Spain: 4Q GDP growth confirmed at 3.0% - ING
Geoffrey Minne, Economist at ING, notes that the Spanish second reading confirmed that GDP growth reached 0.7% QoQ and 3% YoY in 4Q.
Key Quotes
“On a yearly basis, it has been the seventh consecutive month above the 3% threshold and GDP growth has been positive since 4Q13. With such a report card, the Spanish government appears as one of the top of the Eurozone class.”
“Examining the details, we observe that private consumption remains the cornerstone of Spanish growth. In 4Q16, households’ consumption growth was identical as in 3Q16 (3% YoY) and kept its contribution of half of Spanish GDP growth. In February, unemployment pursued its negative trend and decreased by 0.25% MoM (and by nearly 10% YoY), suggesting that the contribution of private consumption should remain strong in 1Q17.”
“The private investment component saw significant deceleration through 2016. Whereas investment growth was at 6.4% YoY in 4Q15, it only reached 2.2% YoY in 4Q16. The lack of fresh structural reforms like the labour market reform of 2012 or the tax reform of 2015 tends to weigh on business prospects. That said, the business sector is not falling apart as industrial data seemed to rebound in November and December last year and survey data continue to point toward a strong pace over the next months. For instance the Markit PMI indices still hover around 55. The reviving of the construction sector might also come into play as the breakdown of GDP data showed a strengthening of the sector’s growth in the second half of last year (3% in 4Q16 vs 2% in 2Q16).”

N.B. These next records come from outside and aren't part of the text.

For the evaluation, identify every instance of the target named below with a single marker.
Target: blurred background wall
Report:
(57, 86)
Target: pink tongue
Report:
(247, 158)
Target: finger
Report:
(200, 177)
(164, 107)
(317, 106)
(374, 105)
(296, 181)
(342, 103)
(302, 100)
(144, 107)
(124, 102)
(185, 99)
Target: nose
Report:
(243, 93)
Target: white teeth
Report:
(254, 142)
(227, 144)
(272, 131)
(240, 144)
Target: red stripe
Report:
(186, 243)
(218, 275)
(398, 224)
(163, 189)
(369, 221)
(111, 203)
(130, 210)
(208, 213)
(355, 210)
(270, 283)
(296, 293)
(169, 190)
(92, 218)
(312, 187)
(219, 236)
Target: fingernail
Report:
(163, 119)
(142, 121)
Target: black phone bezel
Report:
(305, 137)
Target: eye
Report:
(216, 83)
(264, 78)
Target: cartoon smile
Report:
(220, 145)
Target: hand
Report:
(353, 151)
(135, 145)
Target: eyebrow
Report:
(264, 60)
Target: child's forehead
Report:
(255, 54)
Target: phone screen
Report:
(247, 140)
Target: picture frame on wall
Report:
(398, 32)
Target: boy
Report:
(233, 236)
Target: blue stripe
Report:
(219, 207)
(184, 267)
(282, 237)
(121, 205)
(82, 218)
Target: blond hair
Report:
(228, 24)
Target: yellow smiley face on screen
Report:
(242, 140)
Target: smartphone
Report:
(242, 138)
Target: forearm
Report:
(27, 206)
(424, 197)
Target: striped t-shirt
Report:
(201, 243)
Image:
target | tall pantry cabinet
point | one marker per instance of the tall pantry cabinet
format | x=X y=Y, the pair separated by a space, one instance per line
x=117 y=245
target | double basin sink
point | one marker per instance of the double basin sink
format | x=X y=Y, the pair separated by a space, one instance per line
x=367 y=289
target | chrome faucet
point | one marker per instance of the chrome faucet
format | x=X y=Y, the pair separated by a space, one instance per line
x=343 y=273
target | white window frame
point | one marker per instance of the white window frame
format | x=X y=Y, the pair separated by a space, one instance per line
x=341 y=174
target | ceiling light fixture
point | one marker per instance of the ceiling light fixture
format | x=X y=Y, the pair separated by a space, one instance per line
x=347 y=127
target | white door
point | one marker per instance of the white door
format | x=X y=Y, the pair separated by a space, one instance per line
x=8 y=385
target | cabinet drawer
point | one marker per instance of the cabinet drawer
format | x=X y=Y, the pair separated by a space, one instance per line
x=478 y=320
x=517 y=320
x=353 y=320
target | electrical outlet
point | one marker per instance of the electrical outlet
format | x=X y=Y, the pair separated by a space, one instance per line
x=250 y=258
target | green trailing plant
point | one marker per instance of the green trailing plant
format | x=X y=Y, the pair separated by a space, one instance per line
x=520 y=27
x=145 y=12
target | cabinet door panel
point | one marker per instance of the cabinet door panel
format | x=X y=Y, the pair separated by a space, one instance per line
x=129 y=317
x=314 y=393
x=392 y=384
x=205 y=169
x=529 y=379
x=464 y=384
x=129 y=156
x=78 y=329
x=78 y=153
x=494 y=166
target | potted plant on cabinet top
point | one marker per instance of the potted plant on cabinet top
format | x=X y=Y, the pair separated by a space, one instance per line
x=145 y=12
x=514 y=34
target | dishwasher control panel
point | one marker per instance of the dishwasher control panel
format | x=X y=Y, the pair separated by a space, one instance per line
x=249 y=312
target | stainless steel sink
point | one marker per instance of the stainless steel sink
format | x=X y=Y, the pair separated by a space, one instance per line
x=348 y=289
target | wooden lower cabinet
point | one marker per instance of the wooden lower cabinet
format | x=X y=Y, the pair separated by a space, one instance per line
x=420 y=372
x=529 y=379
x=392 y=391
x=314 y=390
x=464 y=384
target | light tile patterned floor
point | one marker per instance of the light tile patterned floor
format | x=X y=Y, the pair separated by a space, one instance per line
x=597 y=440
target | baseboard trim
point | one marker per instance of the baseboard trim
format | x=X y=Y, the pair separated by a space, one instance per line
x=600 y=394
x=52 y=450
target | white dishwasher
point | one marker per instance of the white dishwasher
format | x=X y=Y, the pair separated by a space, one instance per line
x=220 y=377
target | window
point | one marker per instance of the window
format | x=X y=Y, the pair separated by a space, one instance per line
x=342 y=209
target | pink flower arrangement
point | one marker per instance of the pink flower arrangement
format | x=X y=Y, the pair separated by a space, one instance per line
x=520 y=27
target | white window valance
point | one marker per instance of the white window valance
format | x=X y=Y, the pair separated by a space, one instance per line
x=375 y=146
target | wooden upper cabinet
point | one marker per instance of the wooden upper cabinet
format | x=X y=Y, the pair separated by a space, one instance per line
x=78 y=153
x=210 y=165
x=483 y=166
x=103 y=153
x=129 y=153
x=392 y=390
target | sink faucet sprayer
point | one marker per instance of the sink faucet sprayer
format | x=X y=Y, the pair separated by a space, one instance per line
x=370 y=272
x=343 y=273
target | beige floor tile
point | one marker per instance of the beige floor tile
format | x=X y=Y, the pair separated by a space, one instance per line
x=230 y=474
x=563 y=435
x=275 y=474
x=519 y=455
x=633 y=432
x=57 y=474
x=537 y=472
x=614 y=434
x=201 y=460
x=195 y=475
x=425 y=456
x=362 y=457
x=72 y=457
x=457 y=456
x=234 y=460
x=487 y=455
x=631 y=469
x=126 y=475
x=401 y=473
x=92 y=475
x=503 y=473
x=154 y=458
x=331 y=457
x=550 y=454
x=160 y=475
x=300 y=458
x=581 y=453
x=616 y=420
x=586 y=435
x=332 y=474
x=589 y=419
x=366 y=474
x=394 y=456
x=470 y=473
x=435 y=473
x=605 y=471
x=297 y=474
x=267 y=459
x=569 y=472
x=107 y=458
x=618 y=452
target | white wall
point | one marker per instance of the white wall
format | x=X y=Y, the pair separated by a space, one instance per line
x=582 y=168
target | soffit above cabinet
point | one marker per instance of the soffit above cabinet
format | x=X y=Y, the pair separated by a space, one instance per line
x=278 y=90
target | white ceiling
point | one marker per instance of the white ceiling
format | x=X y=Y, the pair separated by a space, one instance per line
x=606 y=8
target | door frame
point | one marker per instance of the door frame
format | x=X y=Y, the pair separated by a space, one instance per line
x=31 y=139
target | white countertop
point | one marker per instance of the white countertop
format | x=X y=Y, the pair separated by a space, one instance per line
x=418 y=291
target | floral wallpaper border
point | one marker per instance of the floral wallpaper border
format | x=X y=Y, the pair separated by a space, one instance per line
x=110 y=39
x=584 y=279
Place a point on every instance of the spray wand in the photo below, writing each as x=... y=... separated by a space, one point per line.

“Looking ahead, it seems that the positive momentum does slow but softly. In 4Q15, GDP growth reached 3.6% YoY against 3% in 4Q16. The Spanish economy went through a difficult political year and most of the analysts expected a sharper decrease of the pace of recovery. The GDP forecasts for 2016 had been progressively revised up by the IMF from 2.0% in April 2015 to 3.2% currently, mainly on the basis of stronger than expected job creation. For 2017, the IMF foresees a GDP growth rate of 2.3% whereas we are somewhat more optimistic with a forecast of 2.5%, on the basis of growing households purchasing power and a recovering Eurozone economy.”